08 Mai 2012 À 18:44
L’installation par S.M. le Roi de la Haute Instance du dialogue national sur la réforme du système judiciaire est un acte fondateur à la fois concret et symbolique. Il va traduire, à terme, dans la réalité, les dispositions de la nouvelle Constitution. Le chantier de la réforme «profonde et globale» du système judiciaire et de l’installation du cadre institutionnel de la consécration de l’indépendance de la justice, telle que stipulée dans la Constitution du 1er juillet 2011, est à présent lancé. Le «tanzil» est irrémédiablement en marche.
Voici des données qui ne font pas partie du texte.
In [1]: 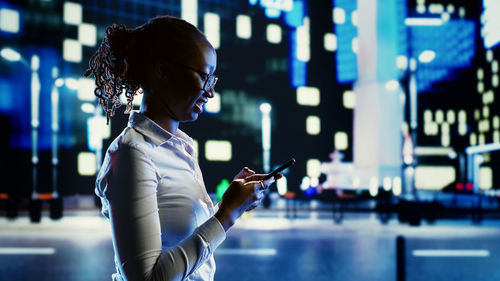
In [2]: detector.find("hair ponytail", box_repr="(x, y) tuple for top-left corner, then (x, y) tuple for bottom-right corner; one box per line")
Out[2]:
(84, 24), (140, 124)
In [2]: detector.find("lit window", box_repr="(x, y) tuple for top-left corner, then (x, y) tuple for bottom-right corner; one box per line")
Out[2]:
(491, 60), (498, 73)
(429, 4), (444, 14)
(342, 91), (356, 109)
(205, 140), (232, 161)
(334, 132), (349, 150)
(385, 80), (399, 91)
(392, 177), (403, 196)
(458, 7), (465, 18)
(441, 123), (450, 134)
(493, 131), (500, 142)
(266, 24), (281, 44)
(486, 49), (493, 62)
(441, 133), (450, 147)
(458, 123), (467, 136)
(417, 4), (425, 14)
(63, 39), (82, 63)
(469, 133), (477, 145)
(306, 159), (321, 178)
(78, 23), (97, 47)
(181, 0), (198, 26)
(424, 109), (432, 123)
(236, 15), (252, 39)
(436, 109), (444, 124)
(78, 152), (97, 176)
(474, 109), (481, 121)
(477, 68), (484, 80)
(77, 78), (96, 101)
(458, 109), (467, 123)
(297, 86), (320, 106)
(382, 177), (392, 191)
(479, 134), (486, 145)
(323, 33), (337, 52)
(63, 2), (82, 25)
(352, 37), (359, 54)
(205, 92), (221, 113)
(351, 10), (358, 26)
(306, 115), (321, 135)
(491, 74), (498, 88)
(483, 106), (490, 118)
(479, 166), (493, 190)
(333, 8), (345, 24)
(0, 8), (19, 33)
(396, 56), (408, 70)
(204, 13), (220, 49)
(369, 177), (378, 197)
(446, 109), (456, 124)
(415, 166), (456, 190)
(297, 17), (311, 62)
(493, 115), (500, 129)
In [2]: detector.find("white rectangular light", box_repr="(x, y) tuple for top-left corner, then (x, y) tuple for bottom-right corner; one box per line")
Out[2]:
(204, 13), (220, 49)
(63, 39), (82, 63)
(297, 17), (311, 62)
(405, 18), (443, 26)
(415, 166), (456, 190)
(236, 15), (252, 39)
(63, 2), (83, 25)
(181, 0), (198, 26)
(297, 86), (320, 106)
(78, 152), (97, 176)
(0, 247), (56, 255)
(205, 140), (232, 161)
(306, 115), (321, 135)
(323, 33), (337, 52)
(306, 159), (321, 178)
(413, 249), (490, 258)
(334, 132), (349, 150)
(266, 23), (281, 44)
(342, 91), (356, 109)
(78, 23), (97, 47)
(0, 8), (20, 33)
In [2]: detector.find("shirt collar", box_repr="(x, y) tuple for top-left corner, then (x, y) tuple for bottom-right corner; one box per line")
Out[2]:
(128, 110), (193, 146)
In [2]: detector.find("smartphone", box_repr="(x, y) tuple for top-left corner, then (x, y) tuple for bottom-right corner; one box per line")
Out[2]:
(262, 158), (295, 180)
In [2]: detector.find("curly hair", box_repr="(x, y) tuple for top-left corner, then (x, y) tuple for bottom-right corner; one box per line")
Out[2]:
(84, 16), (206, 124)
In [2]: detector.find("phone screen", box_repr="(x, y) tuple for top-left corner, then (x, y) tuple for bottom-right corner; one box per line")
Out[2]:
(263, 158), (295, 180)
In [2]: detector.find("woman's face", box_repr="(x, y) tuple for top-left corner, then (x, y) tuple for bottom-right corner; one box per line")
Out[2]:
(155, 35), (217, 122)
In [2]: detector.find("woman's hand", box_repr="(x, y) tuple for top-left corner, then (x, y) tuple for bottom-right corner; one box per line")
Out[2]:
(233, 167), (255, 181)
(215, 172), (282, 231)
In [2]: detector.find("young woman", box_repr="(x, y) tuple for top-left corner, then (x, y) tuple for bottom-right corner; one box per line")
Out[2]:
(85, 16), (281, 281)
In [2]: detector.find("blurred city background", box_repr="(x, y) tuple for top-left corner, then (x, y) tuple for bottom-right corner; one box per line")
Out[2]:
(0, 0), (500, 280)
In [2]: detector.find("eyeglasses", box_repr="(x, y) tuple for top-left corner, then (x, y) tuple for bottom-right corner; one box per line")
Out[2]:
(167, 61), (219, 92)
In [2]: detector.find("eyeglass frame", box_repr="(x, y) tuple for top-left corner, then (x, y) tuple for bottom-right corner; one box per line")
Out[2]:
(165, 60), (219, 92)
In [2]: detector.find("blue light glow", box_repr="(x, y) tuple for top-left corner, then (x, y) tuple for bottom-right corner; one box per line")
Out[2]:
(333, 0), (358, 83)
(285, 1), (304, 27)
(408, 19), (476, 92)
(481, 0), (500, 49)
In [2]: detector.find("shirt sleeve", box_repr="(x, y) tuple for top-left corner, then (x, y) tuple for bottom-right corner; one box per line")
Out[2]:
(104, 145), (226, 281)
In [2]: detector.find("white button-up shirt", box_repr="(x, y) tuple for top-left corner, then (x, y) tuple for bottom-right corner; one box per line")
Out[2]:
(96, 112), (226, 281)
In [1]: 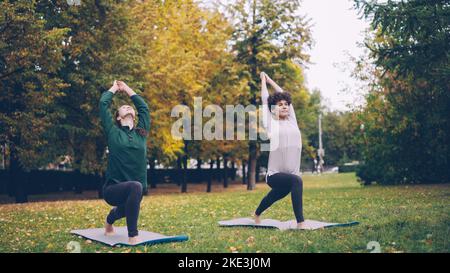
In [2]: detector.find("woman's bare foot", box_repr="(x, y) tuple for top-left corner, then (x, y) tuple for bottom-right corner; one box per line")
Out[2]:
(105, 222), (116, 236)
(297, 221), (306, 229)
(128, 236), (139, 245)
(253, 214), (261, 225)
La méthodologie choisie par Sa Majesté le Roi pour traduire dans les faits l’idée complexe et exigeante de l’indépendance de la justice est en elle-même une garantie pour la réussite de ce nouveau défi du règne. Deux discours royaux, notamment le discours du Trône de 2008 et le discours du 20 août 2009, ont dans un passé récent créé un cadre intellectuellement exigeant pour une vraie ambition nationale dans le domaine de la justice. Aujourd’hui, c’est une instance pluraliste qui loue sans détour la diversité politique, professionnelle, culturelle et sociale du pays qui met en œuvre cette ambition. Le choix des personnalités fait également, par sa démarche intraitable et minutieuse, la part belle à une ferme volonté éthique qui ne tolère aucun compromis ni aucune compromission. Dans le domaine de la justice, et au-delà, les voix les plus légitimes, les plus entières et les moins enclines au populisme ou à la démagogie sont là et elles expriment par cette présence résolue un souci patriotique total.
Comme tous les concepts complexes et combinés, l’indépendance de la justice ne se décrète pas et n’est pas l’aboutissement de procédures bureaucratiques, aussi efficaces soient-elles, ou de dispositifs administratifs, aussi élaborés soient-ils !L’indépendance de la justice se construit d’abord en tant que démarche descendante qui irrigue depuis la Constitution tout le corps institutionnel, ensuite comme émanation d’un désir d’autonomie et de justice de toute la société, et enfin comme une démonstration ultime du corps de justice, dans la diversité de ses métiers, d’un haut attachement à une déontologie et une éthique irréfragables. La méthodologie choisie par le Souverain combine en effet cette triple dimension et la restitue de manière concrète dans la feuille de route tracée pour la Haute Instance. Et c’est là que l’on constate que la tâche assignée par S.M. le Roi à la Haute Instance du dialogue national sur la réforme du système judiciaire est, à l’évidence, de nature stratégique dans la construction de la démocratie.
S.M. le Roi, dans son allocution, l’a souligné : «La justice est le socle sur lequel repose l’État de droit et des institutions. Elle est fondamentale pour faire valoir la suprématie de la loi dont Nous sommes le garant». Maintenant, cette indépendance de la justice, dans l’esprit du Souverain, doit être une «réalité tangible». Elle doit naturellement marquer l’espace des libertés publiques, des questions de citoyenneté, des droits des consommateurs, ceux des investisseurs, des épargnants, de la liberté d’expression, du droit de la presse, etc. Cette indépendance n’est pas une figure d’une démocratie éthérée ou mythifiée.C’est dans le concret démocratique et citoyen, la vie de tous les jours, que la Haute Instance doit nourrir son imaginaire réformateur. C’est, aussi, dans le concret juridique, c’est-à-dire la production de chartes, de codes, de procédures, et d’instances que doit se décliner cette volonté royale qui, en la matière, reformule dynamiquement le projet démocratique porté par la nouvelle Constitution de doter le pays d’une justice indépendante, puissante, experte, organisée et respectée de tous.